PCOS can be a difficult condition for women because they often grow excess facial hair, and have skin problems like acne and oily skin that can be hard to treat. There is also a tendency for women to be obese, and it can be almost impossible to see results from weight loss programs. There is a much higher risk of heart problems or high blood pressure for women with PCOS later in life. Women with PCOS sometimes produce extra insulin, which leads to diabetes or glucose intolerance. This can also lead to dangerous complications as a woman gets older.

The first step if you suspect you have PCOS is to see your doctor. PCOS can be confused with conditions like hyperplasia or thyroid disorders, so your physician will need to do a number of lab tests before he or she makes a diagnosis. Most of these tests look for various serums in your blood, and will determine if you have abnormal levels of hormones present. Your doctor may also do an ultrasound to see if you haev ovarian cysts.

PCOS can be treated in a number of ways. A low carbohydrate diet is often effective in weight reduction, combined with an exercise plan. Reducing the weight also helps reduce androgen levels, which leads to an improvement in irregular periods and skin problems. A low carb diet requires careful monitoring of the foods you eat, and timing meals and snacks just right for optimal absorption. It takes effort, but a low carb diet is sometimes the most effective treatment for PCOS.

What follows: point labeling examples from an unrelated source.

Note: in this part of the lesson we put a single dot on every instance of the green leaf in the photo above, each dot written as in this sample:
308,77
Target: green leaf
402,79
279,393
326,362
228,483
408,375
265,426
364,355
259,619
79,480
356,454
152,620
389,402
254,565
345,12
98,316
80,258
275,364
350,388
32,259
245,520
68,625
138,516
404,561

Your doctor may prescribe the birth control pill, which have less male hormone effects. Other prescription drugs used to treat PCOS include glucocorticoids and spironolactone. In most cases, acne and thinning hair will fade with proper treatment, but your physician might also discuss a hair regrowth product, and treat the acne with oral or topical medications. If you are concerned about excess facial hair, your doctor can discuss hair removal options with you during your appointment.